Over time backups will be deleted automatically. There will remain one backup for each of the last 7 days, each of the last 4 weeks, each of the last 12 months. There will always be at least one remaining backup.
You can also set custom retention. Example: 2D:U,1W:1D,4W:1W,36M:1M works fine for me.
You can find more explanation of retention policy in this post
Thanks. I tried adding keep-time as your link suggested, but it produces an error stating that you can’t have both keep-time and a retention policy.
Looking at my older backup tasks none of them have backup sets older than 1 year, so I guess they are being removed and any files deleted longer than 1 year ago with them.
We had some good discussions how the feature works, we have introduced that backups outside the specified time frame get deleted, and we had some more weeks with no complaints that anything was seriously broken. This should be sufficient to let this optional feature pass to “experimental”.
--retention-policy now deletes backups that are outside of any time frame. No need to specify --keep-time as well. Help text was changed accordingly.
--retention-policy is now mutual exclusive to the other retention options --keep-time and --keep-version. Help text was changed accordingly.
--retention-policy now complies with --allow-full-removal, deleting even the most recent backup, if it’s outside of any time frame
It’s automated if you can express it with one of the retention policies, e.g. are willing to say how long the backup should retain old versions of files to guard against unwanted deletions or changes. If it’s noticed soon that some files got backed up that you don’t want, an easier and safer-than-purge way is to delete entire unwanted backup version right then with The DELETE command. The latest version is always 0.
This method isn’t selective, so make sure that you leave enough recent backups to feel comfortable for other files, but from a storage point of view it might be more attractive than typing up space a long time.
Purge is fast too, but if you mis-aim a purge-these-files-in-all-versions you can seriously harm a backup.
Thanks. I wasn’t sure based on what the UI said:
Over time backups will be deleted automatically. There will remain one backup for each of the last 7 days, each of the last 4 weeks, each of the last 12 months. There will always be at least one remaining backup.
The bit in bold is confusing, I took it to mean that there will always be at least one copy of a file that was backed up. I guess it means that there will always be at least one backup set, even if that set is outside the timeframe.
Not quite. None of this is per-file. Running a backup makes a version that has the source files present then. There is a general safeguard against deleting all the versions.
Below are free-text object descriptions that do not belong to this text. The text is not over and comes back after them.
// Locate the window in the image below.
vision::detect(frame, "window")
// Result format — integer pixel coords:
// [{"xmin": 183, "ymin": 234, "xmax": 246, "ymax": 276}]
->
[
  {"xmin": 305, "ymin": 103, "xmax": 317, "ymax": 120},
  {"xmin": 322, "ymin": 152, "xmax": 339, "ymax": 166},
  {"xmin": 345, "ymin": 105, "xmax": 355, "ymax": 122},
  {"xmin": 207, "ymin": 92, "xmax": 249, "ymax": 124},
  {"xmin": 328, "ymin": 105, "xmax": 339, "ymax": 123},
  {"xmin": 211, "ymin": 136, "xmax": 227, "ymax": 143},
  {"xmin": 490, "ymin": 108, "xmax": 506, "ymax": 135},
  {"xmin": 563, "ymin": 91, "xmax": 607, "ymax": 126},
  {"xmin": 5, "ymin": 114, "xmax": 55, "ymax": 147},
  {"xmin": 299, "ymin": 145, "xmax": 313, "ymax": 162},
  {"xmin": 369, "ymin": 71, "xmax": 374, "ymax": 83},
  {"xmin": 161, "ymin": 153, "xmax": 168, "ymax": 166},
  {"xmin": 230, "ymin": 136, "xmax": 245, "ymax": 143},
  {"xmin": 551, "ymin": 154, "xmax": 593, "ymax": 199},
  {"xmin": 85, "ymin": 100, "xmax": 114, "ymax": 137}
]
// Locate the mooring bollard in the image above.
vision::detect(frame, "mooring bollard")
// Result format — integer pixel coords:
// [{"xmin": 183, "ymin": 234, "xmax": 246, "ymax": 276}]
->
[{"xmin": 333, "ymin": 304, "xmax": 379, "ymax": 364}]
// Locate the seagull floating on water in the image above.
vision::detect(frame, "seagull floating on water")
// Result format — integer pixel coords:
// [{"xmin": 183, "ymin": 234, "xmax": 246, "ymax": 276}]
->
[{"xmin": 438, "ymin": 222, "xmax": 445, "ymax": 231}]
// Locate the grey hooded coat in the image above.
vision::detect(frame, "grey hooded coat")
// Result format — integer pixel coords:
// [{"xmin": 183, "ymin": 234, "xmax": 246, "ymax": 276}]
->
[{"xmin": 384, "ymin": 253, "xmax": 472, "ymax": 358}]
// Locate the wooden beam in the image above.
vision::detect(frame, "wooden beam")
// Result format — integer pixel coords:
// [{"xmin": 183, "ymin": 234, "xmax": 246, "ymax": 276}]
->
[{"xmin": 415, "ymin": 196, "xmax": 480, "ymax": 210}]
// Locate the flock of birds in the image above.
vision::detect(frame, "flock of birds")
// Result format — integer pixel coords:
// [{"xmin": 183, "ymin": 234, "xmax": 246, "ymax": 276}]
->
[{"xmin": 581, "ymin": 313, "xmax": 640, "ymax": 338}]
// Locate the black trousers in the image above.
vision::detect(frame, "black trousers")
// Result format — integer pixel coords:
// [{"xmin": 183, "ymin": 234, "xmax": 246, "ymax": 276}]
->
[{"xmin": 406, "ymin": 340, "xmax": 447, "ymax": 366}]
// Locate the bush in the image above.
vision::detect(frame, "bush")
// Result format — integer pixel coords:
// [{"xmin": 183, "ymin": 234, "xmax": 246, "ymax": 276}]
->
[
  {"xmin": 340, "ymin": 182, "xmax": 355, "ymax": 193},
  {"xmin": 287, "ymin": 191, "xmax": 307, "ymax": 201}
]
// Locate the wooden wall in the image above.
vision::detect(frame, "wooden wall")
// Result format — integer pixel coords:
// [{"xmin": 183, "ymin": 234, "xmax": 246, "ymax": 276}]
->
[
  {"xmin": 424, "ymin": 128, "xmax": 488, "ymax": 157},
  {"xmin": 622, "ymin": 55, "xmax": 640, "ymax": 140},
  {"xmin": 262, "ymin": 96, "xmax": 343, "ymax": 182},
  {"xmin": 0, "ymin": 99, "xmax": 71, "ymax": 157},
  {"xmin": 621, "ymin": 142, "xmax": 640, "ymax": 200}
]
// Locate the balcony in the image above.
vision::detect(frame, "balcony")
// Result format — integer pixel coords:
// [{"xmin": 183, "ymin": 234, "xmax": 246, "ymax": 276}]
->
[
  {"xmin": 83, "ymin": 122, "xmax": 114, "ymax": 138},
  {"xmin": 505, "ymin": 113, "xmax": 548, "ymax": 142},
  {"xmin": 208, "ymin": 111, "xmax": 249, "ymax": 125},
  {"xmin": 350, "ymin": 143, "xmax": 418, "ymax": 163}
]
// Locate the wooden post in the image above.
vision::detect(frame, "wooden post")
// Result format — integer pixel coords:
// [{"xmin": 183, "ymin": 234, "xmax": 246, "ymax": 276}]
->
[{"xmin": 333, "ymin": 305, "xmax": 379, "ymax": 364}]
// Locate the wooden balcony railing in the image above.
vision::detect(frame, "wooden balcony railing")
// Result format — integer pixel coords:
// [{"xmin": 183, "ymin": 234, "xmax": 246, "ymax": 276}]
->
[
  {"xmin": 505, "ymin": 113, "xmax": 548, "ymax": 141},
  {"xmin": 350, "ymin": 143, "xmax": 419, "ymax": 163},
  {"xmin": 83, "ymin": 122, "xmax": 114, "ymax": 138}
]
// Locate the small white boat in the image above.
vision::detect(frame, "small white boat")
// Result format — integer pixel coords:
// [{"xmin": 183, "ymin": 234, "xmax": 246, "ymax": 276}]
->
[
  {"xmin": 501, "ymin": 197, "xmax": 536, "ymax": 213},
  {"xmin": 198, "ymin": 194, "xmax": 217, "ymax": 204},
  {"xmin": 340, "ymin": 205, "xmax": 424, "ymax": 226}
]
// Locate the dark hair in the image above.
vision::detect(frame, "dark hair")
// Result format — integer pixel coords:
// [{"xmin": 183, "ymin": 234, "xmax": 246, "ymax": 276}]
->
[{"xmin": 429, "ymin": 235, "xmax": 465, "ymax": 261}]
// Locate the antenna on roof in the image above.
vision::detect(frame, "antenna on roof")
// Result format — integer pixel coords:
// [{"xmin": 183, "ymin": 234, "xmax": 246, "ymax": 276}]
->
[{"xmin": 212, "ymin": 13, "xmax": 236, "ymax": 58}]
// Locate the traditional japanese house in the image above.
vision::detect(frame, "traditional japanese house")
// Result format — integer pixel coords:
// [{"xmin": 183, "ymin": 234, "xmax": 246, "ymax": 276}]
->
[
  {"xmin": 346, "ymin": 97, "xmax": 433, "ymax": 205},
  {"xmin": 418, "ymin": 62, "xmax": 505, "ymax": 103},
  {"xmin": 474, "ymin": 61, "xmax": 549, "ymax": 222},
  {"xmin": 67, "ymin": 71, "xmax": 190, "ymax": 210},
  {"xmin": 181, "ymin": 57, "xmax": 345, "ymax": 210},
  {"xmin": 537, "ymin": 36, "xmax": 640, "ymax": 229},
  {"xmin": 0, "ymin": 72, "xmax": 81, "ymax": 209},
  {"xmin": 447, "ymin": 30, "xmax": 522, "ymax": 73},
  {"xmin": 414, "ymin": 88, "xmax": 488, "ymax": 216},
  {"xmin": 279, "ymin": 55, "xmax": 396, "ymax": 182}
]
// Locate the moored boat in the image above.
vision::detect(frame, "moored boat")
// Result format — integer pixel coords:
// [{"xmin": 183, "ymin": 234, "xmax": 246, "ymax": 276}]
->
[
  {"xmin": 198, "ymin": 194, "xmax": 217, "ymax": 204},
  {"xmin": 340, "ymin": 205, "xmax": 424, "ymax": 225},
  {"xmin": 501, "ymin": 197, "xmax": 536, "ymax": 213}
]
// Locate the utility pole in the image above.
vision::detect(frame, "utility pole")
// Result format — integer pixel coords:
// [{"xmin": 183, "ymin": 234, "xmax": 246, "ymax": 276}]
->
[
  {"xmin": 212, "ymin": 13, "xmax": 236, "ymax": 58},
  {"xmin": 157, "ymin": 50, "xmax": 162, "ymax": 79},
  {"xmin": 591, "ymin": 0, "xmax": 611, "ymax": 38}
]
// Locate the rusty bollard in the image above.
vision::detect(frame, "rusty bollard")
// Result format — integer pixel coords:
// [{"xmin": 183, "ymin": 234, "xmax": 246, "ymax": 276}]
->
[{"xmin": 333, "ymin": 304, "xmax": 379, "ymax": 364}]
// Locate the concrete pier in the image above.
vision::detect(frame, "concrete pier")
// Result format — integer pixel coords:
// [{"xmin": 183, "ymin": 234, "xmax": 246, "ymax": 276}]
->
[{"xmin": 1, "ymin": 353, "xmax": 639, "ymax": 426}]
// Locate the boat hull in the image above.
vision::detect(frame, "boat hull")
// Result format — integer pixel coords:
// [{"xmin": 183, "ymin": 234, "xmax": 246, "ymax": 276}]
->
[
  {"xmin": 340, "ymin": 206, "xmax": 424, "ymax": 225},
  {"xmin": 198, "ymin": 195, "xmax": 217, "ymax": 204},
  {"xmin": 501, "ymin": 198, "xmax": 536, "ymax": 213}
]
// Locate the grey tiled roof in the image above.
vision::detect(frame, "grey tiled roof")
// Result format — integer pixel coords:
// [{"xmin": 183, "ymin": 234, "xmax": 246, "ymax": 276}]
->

This can be overridden by allow-full-removal.
Unless overridden, neither the delete command nor retention will delete the last one, but you’d have to get pretty clever (or maybe unlucky) to get near that. Retention (smart or custom) keeps most recent backup, exempting it from the interval rules because it would make no sense to create it then immediately delete it.
That would take some hard work (or maybe an accident…) to get even close to. More likely the surviving version (without allow-full-removal) is the one that was just run , not the one outside all time frames.